In his unpublished “Romance in Marseilles” and “Harlem Glory” (both written some time after 1935, when he was already in declining health, fortune, and reputation as a Harlem Renaissance writer), McKay tried to recapture the spirit of the two cities and their black communities, but he was too far from his sources in time and geography, and the novellas lack the qualities of the earlier works. One short story, “Dinner at Douarnenez,” which was first published in 1985, conveys McKay’s deep attachment to France and his belief that blacks have generally been more welcome there than in other countries. Most of the social and political topics that Ray addresses are the subjects of articles in The Liberator and Amsterdam News, for which McKay worked as a journalist; many of them were treated also in The Negroes in America (1979), which McKay wrote when he visited the Soviet Union in 1922-1923 but which remained unpublished until its discovery decades later among some materials in the New York Public Library.

Bibliography

Cooper, Wayne F. Claude McKay: Rebel Sojourner in the Harlem Renaissance: A Biography. Baton Rouge: Louisiana State University Press, 1987. Traces McKay’s life from his birth in Jamaica through his years in America and England and his journey to Russia as well as his eventual conversion to Catholicism. A chapter is devoted to the period in which he wrote Banjo.

Draper, James P., ed. Black Literature Criticism. 3 vols. Detroit: Gale Research, 1992. Includes an extensive biographical profile of McKay and excerpts from criticism on his works.

Giles, James R. Claude McKay. Boston: Twayne, 1976. Giles provides a critical and interpretive study of McKay, with a close reading of his major works, a solid bibliography, and complete notes and references.

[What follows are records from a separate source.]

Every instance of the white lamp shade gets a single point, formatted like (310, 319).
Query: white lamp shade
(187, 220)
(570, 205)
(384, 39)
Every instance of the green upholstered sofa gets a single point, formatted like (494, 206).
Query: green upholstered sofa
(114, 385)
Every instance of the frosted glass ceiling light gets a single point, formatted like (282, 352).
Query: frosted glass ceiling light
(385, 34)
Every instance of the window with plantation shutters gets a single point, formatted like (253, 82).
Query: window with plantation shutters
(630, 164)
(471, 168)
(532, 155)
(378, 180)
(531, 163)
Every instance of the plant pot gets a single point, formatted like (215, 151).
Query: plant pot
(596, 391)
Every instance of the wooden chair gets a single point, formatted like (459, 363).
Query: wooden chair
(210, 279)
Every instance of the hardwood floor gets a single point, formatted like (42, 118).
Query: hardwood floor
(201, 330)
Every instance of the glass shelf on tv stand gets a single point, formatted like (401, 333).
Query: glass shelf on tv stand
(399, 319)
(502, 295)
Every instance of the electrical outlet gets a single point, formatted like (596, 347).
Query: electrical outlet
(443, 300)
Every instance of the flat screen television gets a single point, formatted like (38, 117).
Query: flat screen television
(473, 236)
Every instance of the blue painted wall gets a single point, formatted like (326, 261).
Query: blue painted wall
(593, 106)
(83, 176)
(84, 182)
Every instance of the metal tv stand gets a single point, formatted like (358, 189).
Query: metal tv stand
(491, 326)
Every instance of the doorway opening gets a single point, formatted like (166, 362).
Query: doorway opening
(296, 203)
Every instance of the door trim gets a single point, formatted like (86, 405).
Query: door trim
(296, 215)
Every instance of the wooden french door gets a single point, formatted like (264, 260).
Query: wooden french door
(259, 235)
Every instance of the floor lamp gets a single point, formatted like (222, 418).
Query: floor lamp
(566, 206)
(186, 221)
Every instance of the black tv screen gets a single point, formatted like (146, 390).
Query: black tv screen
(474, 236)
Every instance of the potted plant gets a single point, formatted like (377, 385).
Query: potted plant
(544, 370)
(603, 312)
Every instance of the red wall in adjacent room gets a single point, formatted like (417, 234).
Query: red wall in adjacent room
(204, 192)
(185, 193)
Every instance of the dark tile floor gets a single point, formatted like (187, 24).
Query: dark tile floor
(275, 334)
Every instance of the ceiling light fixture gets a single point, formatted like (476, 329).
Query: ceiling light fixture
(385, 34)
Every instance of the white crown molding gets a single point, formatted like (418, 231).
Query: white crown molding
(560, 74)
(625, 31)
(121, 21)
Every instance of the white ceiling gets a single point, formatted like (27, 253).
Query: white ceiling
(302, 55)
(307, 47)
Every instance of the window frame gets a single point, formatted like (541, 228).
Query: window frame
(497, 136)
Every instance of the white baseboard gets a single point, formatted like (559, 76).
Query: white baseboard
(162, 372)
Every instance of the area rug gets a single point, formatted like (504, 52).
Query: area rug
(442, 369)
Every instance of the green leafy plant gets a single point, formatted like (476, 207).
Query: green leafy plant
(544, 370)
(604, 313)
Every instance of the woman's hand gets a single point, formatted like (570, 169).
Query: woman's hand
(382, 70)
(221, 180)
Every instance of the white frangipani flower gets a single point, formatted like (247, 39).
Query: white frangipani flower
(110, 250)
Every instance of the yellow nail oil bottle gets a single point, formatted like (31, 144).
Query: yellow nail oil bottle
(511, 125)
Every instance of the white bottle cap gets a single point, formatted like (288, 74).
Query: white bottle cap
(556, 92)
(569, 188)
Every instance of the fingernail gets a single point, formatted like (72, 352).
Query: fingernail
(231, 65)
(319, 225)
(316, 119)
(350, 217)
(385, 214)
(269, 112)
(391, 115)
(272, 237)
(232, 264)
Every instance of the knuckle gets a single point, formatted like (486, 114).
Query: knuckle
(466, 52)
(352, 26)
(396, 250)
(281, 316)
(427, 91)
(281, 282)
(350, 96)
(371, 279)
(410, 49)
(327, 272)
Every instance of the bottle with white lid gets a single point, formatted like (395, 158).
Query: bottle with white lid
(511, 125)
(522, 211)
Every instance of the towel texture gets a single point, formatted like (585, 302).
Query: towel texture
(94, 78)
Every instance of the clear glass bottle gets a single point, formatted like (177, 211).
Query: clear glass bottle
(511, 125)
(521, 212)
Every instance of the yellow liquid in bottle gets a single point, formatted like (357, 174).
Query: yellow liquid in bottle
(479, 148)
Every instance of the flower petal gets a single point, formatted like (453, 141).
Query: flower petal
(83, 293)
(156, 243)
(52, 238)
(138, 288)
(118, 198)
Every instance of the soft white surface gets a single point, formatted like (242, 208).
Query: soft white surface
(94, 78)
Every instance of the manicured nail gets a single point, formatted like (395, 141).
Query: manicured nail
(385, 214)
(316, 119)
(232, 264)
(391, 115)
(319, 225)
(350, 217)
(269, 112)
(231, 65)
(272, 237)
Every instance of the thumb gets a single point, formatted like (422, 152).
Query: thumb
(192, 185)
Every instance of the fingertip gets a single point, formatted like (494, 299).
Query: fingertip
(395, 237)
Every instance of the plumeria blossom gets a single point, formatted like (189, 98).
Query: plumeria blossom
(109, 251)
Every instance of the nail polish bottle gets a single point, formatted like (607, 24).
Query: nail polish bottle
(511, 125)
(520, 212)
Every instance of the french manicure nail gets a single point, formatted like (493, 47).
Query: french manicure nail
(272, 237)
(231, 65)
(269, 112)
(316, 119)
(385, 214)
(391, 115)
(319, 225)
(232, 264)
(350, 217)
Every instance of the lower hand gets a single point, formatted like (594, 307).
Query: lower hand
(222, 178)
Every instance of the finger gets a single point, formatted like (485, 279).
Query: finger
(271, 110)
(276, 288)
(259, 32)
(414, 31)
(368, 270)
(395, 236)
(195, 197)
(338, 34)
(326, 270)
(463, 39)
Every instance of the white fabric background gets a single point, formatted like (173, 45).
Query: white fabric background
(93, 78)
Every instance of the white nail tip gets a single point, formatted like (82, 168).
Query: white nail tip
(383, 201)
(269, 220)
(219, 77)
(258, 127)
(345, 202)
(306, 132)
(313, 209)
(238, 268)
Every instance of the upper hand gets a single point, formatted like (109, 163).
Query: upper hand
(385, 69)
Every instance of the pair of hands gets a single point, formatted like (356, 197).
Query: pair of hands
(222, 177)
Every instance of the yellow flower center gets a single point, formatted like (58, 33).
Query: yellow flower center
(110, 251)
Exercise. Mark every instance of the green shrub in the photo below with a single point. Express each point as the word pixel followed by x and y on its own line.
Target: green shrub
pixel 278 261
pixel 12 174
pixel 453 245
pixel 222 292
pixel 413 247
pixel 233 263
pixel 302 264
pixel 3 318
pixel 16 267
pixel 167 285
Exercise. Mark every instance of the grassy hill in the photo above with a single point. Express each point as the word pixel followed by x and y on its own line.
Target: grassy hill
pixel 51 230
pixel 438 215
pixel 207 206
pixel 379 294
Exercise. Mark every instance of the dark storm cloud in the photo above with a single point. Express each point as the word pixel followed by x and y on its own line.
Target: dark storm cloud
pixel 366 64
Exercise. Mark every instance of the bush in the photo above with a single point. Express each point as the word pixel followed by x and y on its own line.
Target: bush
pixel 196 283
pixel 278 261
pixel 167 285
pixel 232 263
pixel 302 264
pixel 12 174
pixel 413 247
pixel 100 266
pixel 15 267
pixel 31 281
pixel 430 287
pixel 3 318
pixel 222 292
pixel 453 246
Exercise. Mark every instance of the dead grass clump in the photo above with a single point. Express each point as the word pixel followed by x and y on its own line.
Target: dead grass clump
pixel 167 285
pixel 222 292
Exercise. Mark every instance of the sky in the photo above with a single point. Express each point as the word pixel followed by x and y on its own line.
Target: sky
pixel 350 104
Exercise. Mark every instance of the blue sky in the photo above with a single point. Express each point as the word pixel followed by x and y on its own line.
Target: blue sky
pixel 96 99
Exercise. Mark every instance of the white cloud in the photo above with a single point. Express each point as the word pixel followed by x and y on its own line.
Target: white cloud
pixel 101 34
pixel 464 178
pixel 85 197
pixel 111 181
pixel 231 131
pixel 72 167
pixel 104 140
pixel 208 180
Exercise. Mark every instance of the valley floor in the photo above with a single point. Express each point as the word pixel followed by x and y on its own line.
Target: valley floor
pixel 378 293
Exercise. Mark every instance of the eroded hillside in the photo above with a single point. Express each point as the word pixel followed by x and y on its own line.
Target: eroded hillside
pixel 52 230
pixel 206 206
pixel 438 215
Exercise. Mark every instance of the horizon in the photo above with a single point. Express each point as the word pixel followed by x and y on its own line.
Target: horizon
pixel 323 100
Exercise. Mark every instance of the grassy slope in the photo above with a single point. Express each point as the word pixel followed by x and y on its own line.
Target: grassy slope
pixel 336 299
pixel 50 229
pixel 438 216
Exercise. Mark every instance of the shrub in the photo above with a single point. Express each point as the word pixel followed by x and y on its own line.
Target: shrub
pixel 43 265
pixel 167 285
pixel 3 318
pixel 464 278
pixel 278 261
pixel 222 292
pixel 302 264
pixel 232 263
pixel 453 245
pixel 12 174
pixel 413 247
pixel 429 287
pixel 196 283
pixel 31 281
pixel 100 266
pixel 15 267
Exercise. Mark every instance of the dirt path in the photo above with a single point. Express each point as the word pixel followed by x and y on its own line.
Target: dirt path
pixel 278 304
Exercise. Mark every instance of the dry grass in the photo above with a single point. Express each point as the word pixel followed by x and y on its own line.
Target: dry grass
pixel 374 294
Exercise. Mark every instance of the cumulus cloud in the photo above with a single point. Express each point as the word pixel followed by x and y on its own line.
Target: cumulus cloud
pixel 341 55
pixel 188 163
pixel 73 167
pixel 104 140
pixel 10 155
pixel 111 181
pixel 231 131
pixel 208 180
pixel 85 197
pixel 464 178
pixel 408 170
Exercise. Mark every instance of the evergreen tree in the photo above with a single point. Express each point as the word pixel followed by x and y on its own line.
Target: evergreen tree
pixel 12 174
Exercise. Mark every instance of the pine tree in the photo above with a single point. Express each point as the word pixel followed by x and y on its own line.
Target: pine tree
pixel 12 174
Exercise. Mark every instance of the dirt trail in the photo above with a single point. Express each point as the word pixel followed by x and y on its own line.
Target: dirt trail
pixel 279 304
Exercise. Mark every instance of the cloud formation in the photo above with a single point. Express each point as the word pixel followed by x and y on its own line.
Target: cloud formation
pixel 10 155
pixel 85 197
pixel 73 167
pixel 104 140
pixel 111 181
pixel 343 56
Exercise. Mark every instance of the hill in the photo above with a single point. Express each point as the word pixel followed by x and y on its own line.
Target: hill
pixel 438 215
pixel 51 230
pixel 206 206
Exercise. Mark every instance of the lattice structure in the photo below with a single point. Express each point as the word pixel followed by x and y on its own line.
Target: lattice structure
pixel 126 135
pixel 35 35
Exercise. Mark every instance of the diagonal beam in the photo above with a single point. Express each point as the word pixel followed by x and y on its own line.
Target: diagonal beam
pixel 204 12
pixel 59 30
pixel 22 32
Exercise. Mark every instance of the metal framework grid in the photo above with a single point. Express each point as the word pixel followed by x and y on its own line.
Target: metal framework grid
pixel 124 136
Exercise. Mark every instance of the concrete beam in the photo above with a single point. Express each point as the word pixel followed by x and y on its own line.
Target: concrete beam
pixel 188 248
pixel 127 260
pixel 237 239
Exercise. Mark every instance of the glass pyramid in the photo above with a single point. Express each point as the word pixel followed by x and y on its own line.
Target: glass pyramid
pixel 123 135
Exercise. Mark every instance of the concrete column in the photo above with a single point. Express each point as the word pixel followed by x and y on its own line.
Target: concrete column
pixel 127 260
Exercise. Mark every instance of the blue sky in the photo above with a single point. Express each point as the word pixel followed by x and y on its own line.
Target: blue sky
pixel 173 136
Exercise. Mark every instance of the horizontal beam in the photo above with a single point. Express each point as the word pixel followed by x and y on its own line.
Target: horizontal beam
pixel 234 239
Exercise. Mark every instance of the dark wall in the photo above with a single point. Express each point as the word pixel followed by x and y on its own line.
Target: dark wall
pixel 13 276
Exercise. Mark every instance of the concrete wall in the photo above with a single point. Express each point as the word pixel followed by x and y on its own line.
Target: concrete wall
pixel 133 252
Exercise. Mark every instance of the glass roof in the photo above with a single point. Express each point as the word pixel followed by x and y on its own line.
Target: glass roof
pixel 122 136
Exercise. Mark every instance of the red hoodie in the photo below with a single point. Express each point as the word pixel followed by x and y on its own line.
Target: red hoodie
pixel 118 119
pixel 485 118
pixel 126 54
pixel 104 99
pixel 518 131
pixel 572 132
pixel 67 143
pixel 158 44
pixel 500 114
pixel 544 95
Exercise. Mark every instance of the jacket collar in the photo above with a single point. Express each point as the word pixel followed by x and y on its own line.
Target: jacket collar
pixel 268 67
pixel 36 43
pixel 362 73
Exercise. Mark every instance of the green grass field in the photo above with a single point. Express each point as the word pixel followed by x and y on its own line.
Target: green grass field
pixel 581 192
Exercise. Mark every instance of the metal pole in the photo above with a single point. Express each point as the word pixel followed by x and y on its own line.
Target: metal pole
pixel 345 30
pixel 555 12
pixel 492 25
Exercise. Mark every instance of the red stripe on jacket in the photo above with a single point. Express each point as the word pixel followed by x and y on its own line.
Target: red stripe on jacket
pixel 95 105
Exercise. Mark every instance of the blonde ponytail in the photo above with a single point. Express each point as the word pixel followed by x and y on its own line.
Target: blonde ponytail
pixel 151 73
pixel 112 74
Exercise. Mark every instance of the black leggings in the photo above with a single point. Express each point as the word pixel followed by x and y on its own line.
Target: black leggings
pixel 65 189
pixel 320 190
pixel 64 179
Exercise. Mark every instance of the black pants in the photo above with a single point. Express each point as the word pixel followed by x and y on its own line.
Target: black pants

Tillery, Tyrone. Claude McKay: A Black Poet’s Struggle for Identity. Amherst: University of Massachusetts Press, 1992. Tillery’s biography is a well-documented and fascinating study of McKay’s life. Focuses on McKay’s turbulent life and personality and examines his various associations with black radicalism, socialism, and communism and his ultimate rejection of them for the refuge of the Catholic church.